“You need to do burpees,” my friend announced.  “What’s a burpee?” I asked.

My friend demonstrated one. Jump up. Get down onto the floor into a push up position, then stand or jump back up again (presumably one should repeat this move several times). It didn’t look so bad – a sort of cheerleading move.

See a burpee demo here on YouTube.

My friend insisted that we women of a certain age needed to do burpees. She challenged, “When do you go down on the floor? How do you know you can get off the floor if you ever needed to?”  She had a point. I couldn’t remember the last time I sat or lay on the floor, and I used to do it all the time.

I dutifully went home and tried a burpee. Ohmygoddess! Which one of Satan’s minions invented these?
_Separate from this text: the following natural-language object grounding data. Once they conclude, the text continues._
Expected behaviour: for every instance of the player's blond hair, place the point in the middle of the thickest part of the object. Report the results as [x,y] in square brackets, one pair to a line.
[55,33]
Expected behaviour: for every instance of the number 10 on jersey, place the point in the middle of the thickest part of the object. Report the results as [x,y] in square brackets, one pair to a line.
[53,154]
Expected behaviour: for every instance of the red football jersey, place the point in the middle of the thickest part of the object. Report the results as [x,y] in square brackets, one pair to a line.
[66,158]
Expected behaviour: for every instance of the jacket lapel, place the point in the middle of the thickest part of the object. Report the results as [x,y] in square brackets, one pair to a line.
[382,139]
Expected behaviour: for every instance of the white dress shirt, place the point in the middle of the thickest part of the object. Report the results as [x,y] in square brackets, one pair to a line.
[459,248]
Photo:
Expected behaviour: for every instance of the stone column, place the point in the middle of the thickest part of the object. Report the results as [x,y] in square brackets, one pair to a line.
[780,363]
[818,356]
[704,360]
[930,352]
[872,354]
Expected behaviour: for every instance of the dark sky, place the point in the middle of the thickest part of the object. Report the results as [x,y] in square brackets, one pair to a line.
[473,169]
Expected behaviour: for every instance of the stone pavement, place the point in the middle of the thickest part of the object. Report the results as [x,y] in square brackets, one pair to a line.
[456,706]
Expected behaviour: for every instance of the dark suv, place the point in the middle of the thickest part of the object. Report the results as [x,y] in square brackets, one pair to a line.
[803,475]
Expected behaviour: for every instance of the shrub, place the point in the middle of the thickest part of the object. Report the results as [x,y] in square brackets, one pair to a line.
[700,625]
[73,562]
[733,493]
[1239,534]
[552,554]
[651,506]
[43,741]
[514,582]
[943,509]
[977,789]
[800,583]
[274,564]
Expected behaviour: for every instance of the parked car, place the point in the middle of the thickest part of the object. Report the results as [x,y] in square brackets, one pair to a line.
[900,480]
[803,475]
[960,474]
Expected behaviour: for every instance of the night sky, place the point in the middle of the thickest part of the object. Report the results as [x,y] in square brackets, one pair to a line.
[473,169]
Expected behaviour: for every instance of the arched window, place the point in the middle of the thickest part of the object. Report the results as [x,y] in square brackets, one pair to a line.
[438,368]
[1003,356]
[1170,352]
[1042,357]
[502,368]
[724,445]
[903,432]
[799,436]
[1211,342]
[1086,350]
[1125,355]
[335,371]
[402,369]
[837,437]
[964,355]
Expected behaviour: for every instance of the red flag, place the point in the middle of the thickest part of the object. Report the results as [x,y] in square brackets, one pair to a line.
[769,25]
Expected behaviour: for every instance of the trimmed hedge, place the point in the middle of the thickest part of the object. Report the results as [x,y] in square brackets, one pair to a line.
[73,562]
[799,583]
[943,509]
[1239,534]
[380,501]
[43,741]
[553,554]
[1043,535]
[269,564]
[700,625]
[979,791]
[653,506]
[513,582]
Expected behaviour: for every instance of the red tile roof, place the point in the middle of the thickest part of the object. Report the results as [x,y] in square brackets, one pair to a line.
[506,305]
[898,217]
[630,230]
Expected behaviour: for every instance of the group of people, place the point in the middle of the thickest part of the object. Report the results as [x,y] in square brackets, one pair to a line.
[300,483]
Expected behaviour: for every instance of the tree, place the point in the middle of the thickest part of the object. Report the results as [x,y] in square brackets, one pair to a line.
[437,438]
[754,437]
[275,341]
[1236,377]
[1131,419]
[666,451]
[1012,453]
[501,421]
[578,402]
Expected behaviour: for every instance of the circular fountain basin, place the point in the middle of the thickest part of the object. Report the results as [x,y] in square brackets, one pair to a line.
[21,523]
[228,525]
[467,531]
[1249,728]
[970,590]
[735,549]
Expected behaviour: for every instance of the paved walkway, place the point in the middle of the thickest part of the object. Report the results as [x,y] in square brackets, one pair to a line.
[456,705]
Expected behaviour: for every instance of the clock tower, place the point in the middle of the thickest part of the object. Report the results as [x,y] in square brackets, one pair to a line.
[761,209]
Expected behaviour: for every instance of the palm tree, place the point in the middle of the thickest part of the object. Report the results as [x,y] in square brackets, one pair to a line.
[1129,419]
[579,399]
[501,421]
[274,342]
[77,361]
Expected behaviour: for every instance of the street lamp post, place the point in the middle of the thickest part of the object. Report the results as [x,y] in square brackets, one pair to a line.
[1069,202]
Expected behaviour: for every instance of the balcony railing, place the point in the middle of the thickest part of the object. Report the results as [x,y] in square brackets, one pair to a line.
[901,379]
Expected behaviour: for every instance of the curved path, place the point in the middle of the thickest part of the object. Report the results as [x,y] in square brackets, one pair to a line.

I look like a trussed walrus. My knee crunched (crunched!) and other joints crackled and popped as I got up. It was scary to realize how hard this move was to do. How close was I to completely losing the ability to do something as fundamental as get up from the floor unaided??

I texted my friend: Burpees blow.

She replied: Just do it

The next day, I burpeed again. It was a bit better but I had to whine anyway.

I texted: This burpee business is from hell.

She replied: Just do it.

My next text to her read: My massage therapist says burpees could make a person’s heart explode.

burpeeShe replied: Just do it.

And so I burpee every morning – once ~ grunt~, twice, ~ oooph~, thrice, ~ugh~ – and again at night.

Burpees. Just do it… because you still can.